Sucre no murió a nombre de un principio, de
una idea, ni por mano de un partido: su muerte no pesa sino sobre su matador, y
su memoria no infama sino a su tenebroso verdugo.
«Los
gobiernos se han fundado y consolidado en todo tiempo por medio de la cicuta y
el puñal», dijo uno de los asesinos,
echándole al rostro al género humano esta necia calumnia.
El
crimen no puede servir de fundamento a cosa buena en el mundo: la cicuta mata
la filosofía, destruye las virtudes, no funda los gobiernos.
Fedón,
Critón, Cerefón, rodean al maestro agonizante: la Divinidad, casi visible a los
ojos de los discípulos, está derramada en el rostro de ese hombre, el más bello
de los hombres, a despecho de sus imperfecciones.
Ese
corazón siente y palpita aún, esa cabeza piensa y raciocina, esos labios se
agitan en habla dulce y armoniosa.
Dios,
inmortalidad del alma, suerte de la especie humana, vida, tumba son objeto de
su conversación postrera.
El
frío le ha ganado los pies: tiemblan los discípulos, el maestro está impasible.
El
frío le sube a las rodillas: los discípulos se estremecen, el maestro está
sereno.
El
frío le invade la parte superior del cuerpo: los discípulos se exasperan en
ansiedad mortal, el maestro permanece grave e indiferente.
El
frío se apodera del corazón, expira el maestro; los discípulos sueltan el
llanto, llanto sublime que no dejan de oír los hombres después de treinta
siglos: murió el filósofo.
¿Esto es fundar gobiernos, obscuro malvado?
¿Los
treinta tiranos fundaron el gobierno de Atenas con dar a beber a Sócrates el
vaso de cicuta?
Los
lacedemonios están furiosos, escribía de Esparta Jenofonte; prorrumpen en
dicterios contra nosotros, y dicen que es preciso haber perdido el juicio para
dar muerte al que la pitonisa ha declarado el más cuerdo y virtuoso de los
hombres.
Tales
son las obras, tales los efectos de la cicuta, si me escuchas, oh tú, el más
perverso de los nacidos. Pitágoras, Platón, ¿cuál de los filósofos sentó ese
principio?
Licurgo,
Solón, ¿cuál de los legisladores dio esa ley? Plutarco, Tácito, ¿cuál de los
historiadores la ha transmitido a la posteridad?
«En
todo tiempo los gobiernos se han fundado y consolidado por medio de la cicuta y
el puñal».
¿En
tiempo de Moisés que gobernó y guió al pueblo de Israel? ¿En tiempo de David
que cantó al Todopoderoso y reinó por la virtud?
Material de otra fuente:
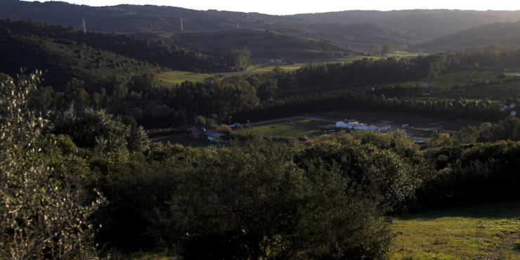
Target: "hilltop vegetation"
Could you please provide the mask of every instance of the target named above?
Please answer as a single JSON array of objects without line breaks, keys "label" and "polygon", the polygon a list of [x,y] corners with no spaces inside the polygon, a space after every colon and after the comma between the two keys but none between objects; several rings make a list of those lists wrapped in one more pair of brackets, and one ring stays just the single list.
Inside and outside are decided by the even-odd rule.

¿En tiempo de Pericles, el más sabio
gobernante de los griegos?
¿En tiempo de Augusto, de Tito, de Marco
Aurelio?
No, en esos tiempos no fueron el puñal y la cicuta los reguladores de los
destinos sociales; en tiempo de Alejandro VI, en tiempo de César Borgia, en
tiempo de Carlos IX reinaron el puñal y la cicuta.
En
tiempo de Enrique IV, ah, sí, en tiempo de Enrique IV, este es el secreto: se
irguió el puñal, y fundó el regicidio, el parricidio.
Santo
puñal, puñal bendecido en el tribunal de la penitencia, tú fundaste el mejor de
los gobiernos, asesinando al mejor de los monarcas.
¡Oh! ¡Tú que fundas tus gobiernos por medio del
puñal y el veneno!, ¿sabes a quien obedecía Ravaillac? Aut
Caesar, aut nihil, era la divisa del célebre hijo de un gran pontífice
romano.
Estos cargan veneno en el anillo, tienen
enherboladas las aldabas de las puertas, las llaves de los cofres; el vino, las
viandas no bastan para el halago de sus huéspedes y compadres; les estrechan la
mano afectuosamente, les ingieren la muerte en el cuerpo como por milagro, y
les echan la bendición para la otra vida.
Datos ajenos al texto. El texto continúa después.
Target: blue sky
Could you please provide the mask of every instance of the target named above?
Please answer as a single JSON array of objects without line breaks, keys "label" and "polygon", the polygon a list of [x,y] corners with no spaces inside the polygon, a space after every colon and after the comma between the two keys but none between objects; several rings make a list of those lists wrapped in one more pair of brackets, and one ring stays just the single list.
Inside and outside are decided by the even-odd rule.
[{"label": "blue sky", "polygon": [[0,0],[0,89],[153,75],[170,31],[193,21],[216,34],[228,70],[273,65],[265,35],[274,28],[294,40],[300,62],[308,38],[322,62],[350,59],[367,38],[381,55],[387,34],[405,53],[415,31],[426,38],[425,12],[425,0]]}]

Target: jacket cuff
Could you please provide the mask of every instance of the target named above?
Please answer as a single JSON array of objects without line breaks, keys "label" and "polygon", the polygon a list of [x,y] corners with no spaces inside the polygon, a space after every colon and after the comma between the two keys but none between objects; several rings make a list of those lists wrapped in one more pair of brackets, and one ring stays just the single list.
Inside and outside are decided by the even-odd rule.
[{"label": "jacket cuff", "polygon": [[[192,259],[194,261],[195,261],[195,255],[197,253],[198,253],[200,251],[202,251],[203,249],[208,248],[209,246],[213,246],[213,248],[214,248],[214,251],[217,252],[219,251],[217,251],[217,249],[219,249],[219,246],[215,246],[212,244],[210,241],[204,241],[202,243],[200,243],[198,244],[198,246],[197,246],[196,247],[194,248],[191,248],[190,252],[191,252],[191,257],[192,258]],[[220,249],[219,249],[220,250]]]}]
Pero a lo menos éstos no pretendían fundar
gobiernos legítimos, sino conquistar el mundo, después de haber dejado en la
calle a sus semejantes.
Aut Caesar, aut nihil,
y este mote se esparcía en un escudo ancho como el de Lucifer, cuyo emblema es
un puñal y un vaso de ponzoña.
Mas
fundar gobiernos republicanos y virtuosos, consolidar las leyes santas de la
igualdad y el amor en el seno de la democracia por medio de esos agentes, no
cabe sino en el confuso entendimiento de esos tiranuelos cuya cabeza es el
edificio donde trabaja la ineptitud moviendo la máquina de la tiranía.
De
Augusto se ha dicho que la especie humana hubiera sido muy feliz si nunca ese
hombre naciera o no hubiera muerto jamás. Fundó un imperio, un gran imperio
donde reinaron paz, justicia e ingenio, y lo consolidó por medio de la
crueldad; pero no fue él quien había asesinado a su gran tío.
En
razón de los fines podemos perdonar los medios; mas si a lo inicuo de los
primeros añaden los malvados lo infame de los segundos, ¿dónde la filosofía? ¿Dónde
el provecho de tan bárbaro sistema?
El
que funda su poder con el veneno y el puñal, de ellos necesitará toda la vida
para mantenerse en el trono del crimen: si él vive zozobrando entre el manejar
esos resortes y el huir de ellos ¿a quién
se queja? y si la fortuna le abandona ¿a quién vuelve los ojos?
Los
perversos son los más desgraciados de los hombres, aun en medio de la
prosperidad, según que siente un sabio; los perversos en desgracia, más
desgraciados todavía.
Puñal
para Bolívar, puñal para Sucre; ¿y por qué no? ¿no lo hubo para Enrique IV, el
mayor y más virtuoso de los reyes? Tiberio muere en su cama, y ésta no es
observación moderna.
Errores,
puede ser; bastardías, ni una sola en la historia de Bolívar.
Sagrada
su palabra, sus promesas realidades, a pesar del mal ejemplo de los enemigos,
los cuales raras veces tenían cuenta con memoria de lo prometido, siendo entre
ellos axioma de guerra que no obligaba el juramento para con los insurgentes.
Ruiz
de Castilla en Quito, Monteverde en Caracas, Sámano en Bogotá rompieron la fe y
anegaron en sangre la estatua sacrosanta de esta divinidad.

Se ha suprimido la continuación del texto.